As children develop and grow, they move through different stages of social play which promotes their speech and language development and other important skills.
Please know that these stages are general guidelines and that your child may not reach all of the stages at the ages listed. That’s alright! So long as they move through each stage of play at a reasonable rate, you have nothing to worry about.
Play is so important for development that it actually starts at birth! Even though your child does not yet have a clear purpose, their random movements and gestures show that they are beginning to play. By moving their arms, legs, hands, and feet, your child is discovering how their body moves and how they can use it to play and interact with their environment.
Emerging when your child is still an infant, this type of play is most noticeable in toddlers who are able to hold objects and toys. At this stage, your child will start to play on their own and won’t be concerned with other children who may be playing nearby.
While it’s important for solitary play to remain a developmental “stage” that your child should move away from, it’s important to remember that your child, no matter their age, should have time for independent, solitary play. This stage is typically the longest stage of play.

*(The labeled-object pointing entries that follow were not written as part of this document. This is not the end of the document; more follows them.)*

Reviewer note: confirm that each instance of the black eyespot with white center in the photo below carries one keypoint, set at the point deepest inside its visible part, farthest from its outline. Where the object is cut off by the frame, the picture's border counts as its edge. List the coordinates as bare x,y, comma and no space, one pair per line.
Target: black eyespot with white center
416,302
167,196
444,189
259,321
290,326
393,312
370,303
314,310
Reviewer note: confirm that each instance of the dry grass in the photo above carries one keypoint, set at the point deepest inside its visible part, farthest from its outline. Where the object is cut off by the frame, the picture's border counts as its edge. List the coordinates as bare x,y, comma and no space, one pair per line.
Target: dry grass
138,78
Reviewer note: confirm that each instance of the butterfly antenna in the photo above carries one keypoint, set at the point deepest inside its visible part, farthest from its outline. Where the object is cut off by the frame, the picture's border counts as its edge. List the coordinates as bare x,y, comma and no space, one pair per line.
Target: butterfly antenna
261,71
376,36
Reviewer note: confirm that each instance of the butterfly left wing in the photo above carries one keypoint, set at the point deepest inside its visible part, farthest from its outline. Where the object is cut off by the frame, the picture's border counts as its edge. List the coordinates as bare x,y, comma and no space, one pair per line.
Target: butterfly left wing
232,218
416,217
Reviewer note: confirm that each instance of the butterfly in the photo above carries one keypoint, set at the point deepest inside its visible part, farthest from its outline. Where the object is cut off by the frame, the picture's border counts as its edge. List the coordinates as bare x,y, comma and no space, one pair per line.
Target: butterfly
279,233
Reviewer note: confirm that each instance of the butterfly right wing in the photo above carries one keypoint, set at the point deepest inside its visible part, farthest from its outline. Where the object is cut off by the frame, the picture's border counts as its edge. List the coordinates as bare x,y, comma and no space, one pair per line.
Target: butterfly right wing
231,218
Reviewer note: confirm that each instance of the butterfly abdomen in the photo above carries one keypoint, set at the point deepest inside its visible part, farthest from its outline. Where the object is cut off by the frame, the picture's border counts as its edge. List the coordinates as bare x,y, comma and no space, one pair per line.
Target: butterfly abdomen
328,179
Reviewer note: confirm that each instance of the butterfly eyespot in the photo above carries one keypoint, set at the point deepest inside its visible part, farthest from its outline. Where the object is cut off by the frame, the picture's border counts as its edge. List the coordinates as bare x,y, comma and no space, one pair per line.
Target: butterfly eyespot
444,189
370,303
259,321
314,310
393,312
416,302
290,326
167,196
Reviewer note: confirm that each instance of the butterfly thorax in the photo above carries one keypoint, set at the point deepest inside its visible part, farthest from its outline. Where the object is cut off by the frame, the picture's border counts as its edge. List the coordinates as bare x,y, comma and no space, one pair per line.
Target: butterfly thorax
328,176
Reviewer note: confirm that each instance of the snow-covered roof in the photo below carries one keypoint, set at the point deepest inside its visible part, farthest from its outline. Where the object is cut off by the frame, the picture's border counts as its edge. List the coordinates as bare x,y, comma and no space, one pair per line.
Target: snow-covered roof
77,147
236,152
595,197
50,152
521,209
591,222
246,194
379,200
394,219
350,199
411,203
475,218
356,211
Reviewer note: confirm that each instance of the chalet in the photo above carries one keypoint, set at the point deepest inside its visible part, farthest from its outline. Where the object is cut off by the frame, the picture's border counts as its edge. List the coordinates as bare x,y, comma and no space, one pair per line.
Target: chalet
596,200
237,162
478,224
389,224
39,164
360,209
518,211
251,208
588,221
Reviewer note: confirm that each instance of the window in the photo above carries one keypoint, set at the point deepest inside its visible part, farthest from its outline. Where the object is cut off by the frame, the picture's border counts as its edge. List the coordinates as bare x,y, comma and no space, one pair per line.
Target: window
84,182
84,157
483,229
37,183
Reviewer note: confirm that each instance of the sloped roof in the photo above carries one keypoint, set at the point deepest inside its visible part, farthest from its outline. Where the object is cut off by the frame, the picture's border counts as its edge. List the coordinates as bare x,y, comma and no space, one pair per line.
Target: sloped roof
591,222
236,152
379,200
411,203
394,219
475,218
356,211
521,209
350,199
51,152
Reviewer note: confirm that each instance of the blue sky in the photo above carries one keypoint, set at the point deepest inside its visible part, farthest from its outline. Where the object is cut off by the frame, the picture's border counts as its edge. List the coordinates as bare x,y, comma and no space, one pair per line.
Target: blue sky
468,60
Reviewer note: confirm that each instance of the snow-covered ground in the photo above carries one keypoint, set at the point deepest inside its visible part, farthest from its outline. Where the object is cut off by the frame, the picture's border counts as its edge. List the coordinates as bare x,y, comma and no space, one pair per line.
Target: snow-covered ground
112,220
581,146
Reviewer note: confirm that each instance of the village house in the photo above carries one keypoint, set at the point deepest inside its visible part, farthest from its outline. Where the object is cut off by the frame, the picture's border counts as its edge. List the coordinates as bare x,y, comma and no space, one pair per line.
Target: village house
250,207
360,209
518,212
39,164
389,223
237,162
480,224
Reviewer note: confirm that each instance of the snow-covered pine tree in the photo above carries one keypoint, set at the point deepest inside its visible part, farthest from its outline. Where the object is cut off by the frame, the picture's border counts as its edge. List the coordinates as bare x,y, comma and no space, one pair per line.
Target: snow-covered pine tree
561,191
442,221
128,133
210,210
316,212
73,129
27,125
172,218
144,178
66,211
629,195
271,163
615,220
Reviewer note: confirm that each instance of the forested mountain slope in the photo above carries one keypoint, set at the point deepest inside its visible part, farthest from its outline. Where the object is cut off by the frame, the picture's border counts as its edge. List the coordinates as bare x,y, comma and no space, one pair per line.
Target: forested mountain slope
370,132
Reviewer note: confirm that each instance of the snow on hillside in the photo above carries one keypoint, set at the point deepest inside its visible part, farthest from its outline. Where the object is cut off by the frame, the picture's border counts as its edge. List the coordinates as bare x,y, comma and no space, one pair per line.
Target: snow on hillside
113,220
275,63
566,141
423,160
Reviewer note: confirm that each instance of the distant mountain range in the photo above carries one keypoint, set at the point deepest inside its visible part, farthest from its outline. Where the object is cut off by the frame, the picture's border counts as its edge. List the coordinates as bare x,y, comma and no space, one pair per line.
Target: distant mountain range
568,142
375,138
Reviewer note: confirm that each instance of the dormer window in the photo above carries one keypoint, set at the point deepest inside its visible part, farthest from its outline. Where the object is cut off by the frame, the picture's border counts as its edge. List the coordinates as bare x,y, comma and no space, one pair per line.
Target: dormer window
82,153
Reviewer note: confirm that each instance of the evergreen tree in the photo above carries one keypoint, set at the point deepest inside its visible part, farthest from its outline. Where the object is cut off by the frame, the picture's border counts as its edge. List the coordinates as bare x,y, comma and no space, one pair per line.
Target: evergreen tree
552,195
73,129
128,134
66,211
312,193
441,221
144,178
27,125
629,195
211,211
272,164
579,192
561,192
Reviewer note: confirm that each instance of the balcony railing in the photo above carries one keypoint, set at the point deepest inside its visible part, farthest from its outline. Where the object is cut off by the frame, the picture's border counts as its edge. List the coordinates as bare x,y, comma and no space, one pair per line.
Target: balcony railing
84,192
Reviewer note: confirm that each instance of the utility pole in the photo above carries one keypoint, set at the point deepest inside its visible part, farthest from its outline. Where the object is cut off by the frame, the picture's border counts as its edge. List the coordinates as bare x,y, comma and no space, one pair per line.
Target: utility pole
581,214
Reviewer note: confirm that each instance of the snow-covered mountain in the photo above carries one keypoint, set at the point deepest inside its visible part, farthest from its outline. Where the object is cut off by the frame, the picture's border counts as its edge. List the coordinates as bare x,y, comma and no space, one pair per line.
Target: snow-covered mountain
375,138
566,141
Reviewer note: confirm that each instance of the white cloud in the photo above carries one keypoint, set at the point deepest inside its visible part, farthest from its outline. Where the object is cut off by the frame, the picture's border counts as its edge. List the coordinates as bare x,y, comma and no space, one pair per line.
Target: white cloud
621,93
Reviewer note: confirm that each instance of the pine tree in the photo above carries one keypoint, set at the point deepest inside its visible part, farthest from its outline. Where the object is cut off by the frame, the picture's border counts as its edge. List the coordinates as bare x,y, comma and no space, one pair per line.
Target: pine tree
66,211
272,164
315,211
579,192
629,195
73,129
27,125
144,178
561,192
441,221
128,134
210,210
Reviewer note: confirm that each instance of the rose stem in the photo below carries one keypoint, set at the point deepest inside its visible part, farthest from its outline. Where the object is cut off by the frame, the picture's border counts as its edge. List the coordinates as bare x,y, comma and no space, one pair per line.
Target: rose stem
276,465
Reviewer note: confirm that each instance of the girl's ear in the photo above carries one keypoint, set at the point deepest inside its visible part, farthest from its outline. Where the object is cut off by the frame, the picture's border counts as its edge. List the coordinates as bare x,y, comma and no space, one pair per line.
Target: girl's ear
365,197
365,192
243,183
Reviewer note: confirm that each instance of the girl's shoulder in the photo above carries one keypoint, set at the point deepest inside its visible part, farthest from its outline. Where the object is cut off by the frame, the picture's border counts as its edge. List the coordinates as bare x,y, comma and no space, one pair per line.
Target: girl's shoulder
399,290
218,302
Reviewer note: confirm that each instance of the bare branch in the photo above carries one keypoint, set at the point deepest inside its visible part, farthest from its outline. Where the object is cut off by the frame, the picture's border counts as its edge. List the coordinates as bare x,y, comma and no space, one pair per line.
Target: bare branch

This type of play becomes evident when your child is a toddler, though it can occur at any stage. Your child is highly observant of other children playing in this stage, and may ask other children questions about what they are doing; however, the don’t attempt to join in the play. This type of play is particularly noticeable in children who are shy, unsure of the rules of the game or are just hesitant to take part.
Like onlooker play, parallel play typically appears when your child is a toddler, though it too can appear at any stage. At this stage, your child still plays on their own (solitary play) but side-by-side with other children. Though it seems like there is no interaction, the children are actually paying attention to each other which begins to spark the desire for social play.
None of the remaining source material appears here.